Course Outline:  Topics subject to minor changes.  Topics will be interspersed throughout lectures and will span multiple weeks.Topics subject to minor changes.  Topics will be interspersed throughout lectures and will span
multiple weeks.

  • Data Modeling
    • Data classification
    • Linear Regression (covered in Part 1 of this course)
    • Logistic Regression
    • Bias - Variance
    • ...and more
  • Machine Learning
    • Natural Language (text mining)
    • Decision Trees
  • Getting data from external website APIs
  • Data Analysis
    • Exploring data sets of various types (sports data, traffic data, feedback reviews, etc.)
    • Working with relational datasets (one-to-one, one-to-many, and many-to-many)
    • Review of (or introduction to) statistical math methods
    • Data visualization in Python and spreadsheet applications

Course Materials:  All course materials are to be provided by the professor.  Software to be installed -- Anaconda (https://www.anaconda.com) with Python 3.x version which is available for Windows, Mac, and Linux operating systems.  Within Anaconda, ensure that the Jupyter Notebook and Spyder add-in applications are installed.  The open source Anaconda Distribution is the easiest way to do Python data science and machine learning.

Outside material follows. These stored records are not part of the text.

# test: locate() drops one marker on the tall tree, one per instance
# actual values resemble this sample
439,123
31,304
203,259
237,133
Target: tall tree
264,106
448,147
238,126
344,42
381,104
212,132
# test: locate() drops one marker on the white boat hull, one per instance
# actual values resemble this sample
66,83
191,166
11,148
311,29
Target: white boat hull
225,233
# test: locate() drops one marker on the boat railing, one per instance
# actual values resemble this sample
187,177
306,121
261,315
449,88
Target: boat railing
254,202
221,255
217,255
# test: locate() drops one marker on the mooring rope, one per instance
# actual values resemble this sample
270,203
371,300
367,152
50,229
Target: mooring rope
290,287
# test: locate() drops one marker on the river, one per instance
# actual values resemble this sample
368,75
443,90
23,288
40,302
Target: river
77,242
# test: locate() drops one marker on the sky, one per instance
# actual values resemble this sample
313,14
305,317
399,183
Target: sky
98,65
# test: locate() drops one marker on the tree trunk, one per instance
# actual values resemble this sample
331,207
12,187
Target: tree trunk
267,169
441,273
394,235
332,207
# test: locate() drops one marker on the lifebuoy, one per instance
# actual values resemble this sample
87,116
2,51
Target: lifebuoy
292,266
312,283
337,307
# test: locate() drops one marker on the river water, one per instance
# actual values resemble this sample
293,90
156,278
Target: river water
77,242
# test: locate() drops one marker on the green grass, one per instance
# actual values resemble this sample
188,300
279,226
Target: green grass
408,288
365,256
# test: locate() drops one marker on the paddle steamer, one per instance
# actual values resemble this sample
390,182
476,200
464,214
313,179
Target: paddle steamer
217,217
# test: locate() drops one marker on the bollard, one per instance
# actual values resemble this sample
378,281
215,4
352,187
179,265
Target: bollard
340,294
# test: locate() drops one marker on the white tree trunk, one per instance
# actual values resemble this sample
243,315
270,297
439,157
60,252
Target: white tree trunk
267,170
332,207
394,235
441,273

Homework:  Computer-generated quizzes, at-home analytical exercises, and exploration of methodologies applied towards items of personal interest.  Spreadsheet applications like Microsoft Excel and/or Open Office (https://www.openoffice.org) may also be utilized.  Students can expect 2-6 hours of studies outside of class depending upon their proficiency with programming in Python and their previous familiarity with algebra, matrix mathematics, and statistics.  If some of the math is new, then naturally there’s time that would need to be spent on learning math before it can be effectively programmed.

Answer Key: An answer key book is not included with this course, though assignment guidance is provided where appropriate.